Mindfulness is an ancient and powerful practice of awareness and nonjudgmental discernment that can help us ground ourselves in the present moment, with the world and our lives just as they are.
But there’s a risk: by focusing our attention on something (or someone), we might always see it as something other, as separate from ourselves. To close up this distance, mindfulness has traditionally been paired with a focus on intimacy, community, and interdependence. In this book, Ben Connelly shows us how to bring these two practices together—bringing warm hearts to our clear seeing.

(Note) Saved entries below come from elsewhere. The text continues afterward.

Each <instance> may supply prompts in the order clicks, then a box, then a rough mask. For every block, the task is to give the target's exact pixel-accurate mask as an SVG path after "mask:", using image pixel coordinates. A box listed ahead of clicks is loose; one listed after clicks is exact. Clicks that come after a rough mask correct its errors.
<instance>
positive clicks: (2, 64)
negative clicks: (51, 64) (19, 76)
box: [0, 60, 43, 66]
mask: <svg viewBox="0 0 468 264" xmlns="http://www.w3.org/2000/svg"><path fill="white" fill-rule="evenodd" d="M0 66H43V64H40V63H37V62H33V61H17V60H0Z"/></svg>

Helpful meditations and exercises show how mindfulness and intimacy can together enrich our empathetic engagement with ourselves and the word around us—with our values, with the environment, and with the people in our lives, in all their distinct manifestations of race and religion, sexuality and gender, culture and class—and lead to a truly engaged, compassionate, and joy-filled life.
PUBLISHERS WEEKLY
Connelly (Inside the Grass Hut) uses his experiences as a Zen practitioner and as a secular meditation teacher to tour the possibilities of Buddhist mindfulness training in this rewarding introduction to meditation and Zen Buddhism. He explains how the practice of meditation and mindfulness is designed to help individuals bring compassionate, careful attention to their lives. While the practice itself can be either religious or secular, he notes, it always begins with close attention to breathing. Connelly recommends mindfulness practices directed at certain areas of one's life (such as possessions or values) and provides meditation instructions for readers to try, including "mindfulness of breath" and "mindful listening." Beginners or those curious about the practice will find this an invaluable volume that presents the basics of meditation in open, unhurried fashion. Connelly's explanations are simple, without being oversimplified. This work will speak mostly to novice meditators or those interested in starting, though even readers with an established practice may enjoy revisiting the foundations of mindfulness.